Дружеские сходки следовали одна за другой. Собирались у Киреевских за Красными Воротами, у Соболевского на Собачьей Площадке, у Мельгунова… Сборища начинались по-московски – с обеда, а кончались поутру. И везде, где появлялся Глинка, к спорам присоединялась музыка.
Шестисотверстное расстояние, отделявшее древнюю столицу от резиденции Николая Павловича, благодетельно сказывалось во всем. Словно кончилось в Москве оцепенение, в котором пребывали мыслящие люди в Петербурге. Правда, над московскими журналами тяготел тот же чугунный цензурный устав.
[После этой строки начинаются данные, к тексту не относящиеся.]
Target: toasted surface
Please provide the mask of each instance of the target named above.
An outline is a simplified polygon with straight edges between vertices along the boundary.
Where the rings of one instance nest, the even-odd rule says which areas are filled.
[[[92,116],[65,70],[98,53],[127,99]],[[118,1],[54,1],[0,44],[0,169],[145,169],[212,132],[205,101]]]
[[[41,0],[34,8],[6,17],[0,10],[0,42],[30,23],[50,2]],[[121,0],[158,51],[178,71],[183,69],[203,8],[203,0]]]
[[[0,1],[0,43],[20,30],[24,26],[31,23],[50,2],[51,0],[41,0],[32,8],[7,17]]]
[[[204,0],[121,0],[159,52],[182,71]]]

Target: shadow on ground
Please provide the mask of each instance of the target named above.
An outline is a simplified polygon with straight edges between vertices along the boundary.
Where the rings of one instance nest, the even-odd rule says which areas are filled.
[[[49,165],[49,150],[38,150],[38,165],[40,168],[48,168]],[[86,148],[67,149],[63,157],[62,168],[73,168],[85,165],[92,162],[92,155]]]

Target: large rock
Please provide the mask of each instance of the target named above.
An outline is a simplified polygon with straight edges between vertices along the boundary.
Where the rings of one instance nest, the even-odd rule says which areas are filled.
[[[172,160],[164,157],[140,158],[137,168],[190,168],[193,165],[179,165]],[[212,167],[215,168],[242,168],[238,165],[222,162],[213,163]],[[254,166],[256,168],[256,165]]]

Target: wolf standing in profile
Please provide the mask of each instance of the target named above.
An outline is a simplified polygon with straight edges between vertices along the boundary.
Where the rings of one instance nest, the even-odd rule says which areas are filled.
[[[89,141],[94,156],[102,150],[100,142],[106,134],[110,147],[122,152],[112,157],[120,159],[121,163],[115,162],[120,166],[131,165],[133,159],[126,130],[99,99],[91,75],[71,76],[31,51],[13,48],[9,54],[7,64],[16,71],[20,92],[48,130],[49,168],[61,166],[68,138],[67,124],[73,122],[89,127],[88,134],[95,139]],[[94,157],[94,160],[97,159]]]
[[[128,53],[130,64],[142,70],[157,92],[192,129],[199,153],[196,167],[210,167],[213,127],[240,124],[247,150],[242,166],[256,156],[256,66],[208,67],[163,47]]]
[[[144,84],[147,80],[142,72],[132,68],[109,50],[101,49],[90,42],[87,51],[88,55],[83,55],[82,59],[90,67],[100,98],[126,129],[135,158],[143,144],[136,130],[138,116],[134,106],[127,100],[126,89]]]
И в Московском университете точно так же, как и в Петербургском, до блеска начищенные пуговицы на студенческом мундире значили в глазах начальства куда больше, чем успехи в науках.
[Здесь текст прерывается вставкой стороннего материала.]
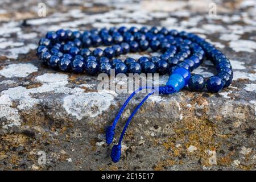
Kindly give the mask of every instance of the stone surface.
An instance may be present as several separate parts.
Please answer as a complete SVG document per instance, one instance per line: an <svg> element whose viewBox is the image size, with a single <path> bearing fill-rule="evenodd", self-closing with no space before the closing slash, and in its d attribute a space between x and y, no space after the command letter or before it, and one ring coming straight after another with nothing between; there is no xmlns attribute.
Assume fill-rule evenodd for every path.
<svg viewBox="0 0 256 182"><path fill-rule="evenodd" d="M216 1L213 16L212 1L45 2L46 17L38 15L40 1L0 3L0 169L256 169L254 1ZM121 25L199 34L232 60L234 80L217 94L185 89L152 96L133 119L121 160L113 163L104 128L127 94L98 93L97 77L51 70L39 63L35 49L49 30ZM215 72L206 60L193 73ZM122 115L114 143L143 95Z"/></svg>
Но плохо ли, хорошо ли, московские витии ораторствовали каждый вечер. Они не были, впрочем, последовательны в суждениях, молодые москвичи. Профессор Погодин, например, выпустил увесистую диссертацию «О происхождении Руси». Диссертация не столько трактовала о происхождении Руси, сколько о варягах, якобы пришедших владеть Русью. Но, добравшись до варягов с помощью ученых немцев, профессор так ничего и не объяснил о происхождении русского государства, так и не догадался, что русская государственность сложилась без помощи незваных гостей. Раболепие перед варягами не мешало, однако, ученому мужу ратовать за словено-русские начала.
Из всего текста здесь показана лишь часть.